João Leal Amado, professor de direito do trabalho na Universidade de Coimbra, escreveu um artigo de opinião precisamente sobre este assunto, intitulado “A desconexão profissional e a DGAEP: tomemos a sério o dever de abstenção de contacto”. 

O professor lembra que, de acordo com a Constituição da República Portuguesa "todos os trabalhadores têm direito ‘ao repouso e aos lazeres, a um limite máximo da jornada de trabalho, ao descanso semanal e a férias periódicas pagas’", sendo estas preocupações que “acompanham o Direito do Trabalho desde o seu nascimento: limitar o tempo de trabalho, proteger o equilíbrio físico e psíquico do trabalhador, tutelar a sua saúde, garantir períodos de repouso para este, salvaguardar a sua autodisponibilidade, assegurar a conciliação entre o trabalho e a vida pessoal e familiar, enfim, criar e preservar a própria noção de tempo livre, de tempos de não trabalho durante a vigência do contrato que não se reduzam aos períodos indispensáveis ao sono reparador.”

Num contexto em que as novas tecnologias de informação e comunicação (NTIC) se incrementam, surge também “um novo e complexo desafio para o Direito do Trabalho” uma vez que o contexto laboral se alarga no tempo e no espaço, diluindo “as tradicionais fronteiras entre vida profissional e vida pessoal, sobretudo no âmbito das atividades de cariz intelectual”. 

O modelo do trabalhador permanentemente disponível “é uma cultura empresarial que tem de ser contrariada por uma contracultura que ao Direito do Trabalho cabe construir. A ideia de desconexão profissional tem de ser afirmada, o direito do trabalhador a desligar, no seu período de descanso, tem de ser reafirmado”, refere o professor. 

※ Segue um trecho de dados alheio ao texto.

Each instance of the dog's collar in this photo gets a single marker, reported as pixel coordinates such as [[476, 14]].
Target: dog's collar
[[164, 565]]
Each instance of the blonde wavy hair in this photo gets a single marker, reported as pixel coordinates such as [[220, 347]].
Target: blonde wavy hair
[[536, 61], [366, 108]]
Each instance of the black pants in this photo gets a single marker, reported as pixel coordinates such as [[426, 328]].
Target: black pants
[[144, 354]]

Leal Amado considera mesmo está mais em causa um “dever de não conexão patronal” do que de um “direito à desconexão do trabalhador” uma vez que o “direito à desconexão” parece pressupor que a entidade empregadora teria, à partida, um direito à conexão, o que não é verdade. 

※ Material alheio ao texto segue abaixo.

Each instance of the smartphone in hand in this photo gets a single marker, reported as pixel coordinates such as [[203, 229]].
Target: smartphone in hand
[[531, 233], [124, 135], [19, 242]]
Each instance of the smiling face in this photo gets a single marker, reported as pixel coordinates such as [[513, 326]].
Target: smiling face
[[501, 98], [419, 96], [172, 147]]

Em conformidade, o professor de direito não subscreve o entendimento da DGAEP segundo o qual “não estaremos perante uma situação de incumprimento do dever de abstenção, no caso de um empregador que envie um email ao trabalhador durante o período de descanso deste, em que não seja solicitada resposta ou se determine qualquer outra ação imediata por parte do trabalhador”. 

“Não posso subscrever esta afirmação da DGAEP, que me parece contrariar tanto a letra como a teleologia da lei” afirma o docente, acrescentando que “se o trabalhador continuar a receber mensagens no seu período de descanso, ele irá sentir-se obrigado a lê-las, irá pensar no seu conteúdo, pensar no que fará quando regressar ao emprego, como responderá ou agirá então, etc., isto é, ele irá ser perturbado por elas, ele irá continuar a estar “com a cabeça no trabalho” durante o seu período de descanso e não, como a lei pretende, desconectado”.

Leal Amado refere que deve ser levado “a sério” o dever de abstenção de contacto instituído pela lei. “Este é um dever que visa combater a cultura de disponibilidade permanente que se instalou no mundo empresarial, é um dever que tenta preservar o descanso e o tempo de vida livre do trabalhador, que tenta salvaguardar a sua saúde e evitar o burnout resultante da conectividade permanente”. 

A orientação emitida pela DGAEP “faz descaso de tudo isto, permitindo, afinal, aquilo que a lei proíbe ─ isto é, que a entidade empregadora continue a contactar o trabalhador, via NTIC, no seu período de descanso, contanto que tenha o cuidado de não lhe dar ordens de execução imediata nem lhe fazer perguntas. Discordo”, conclui João Leal Amado.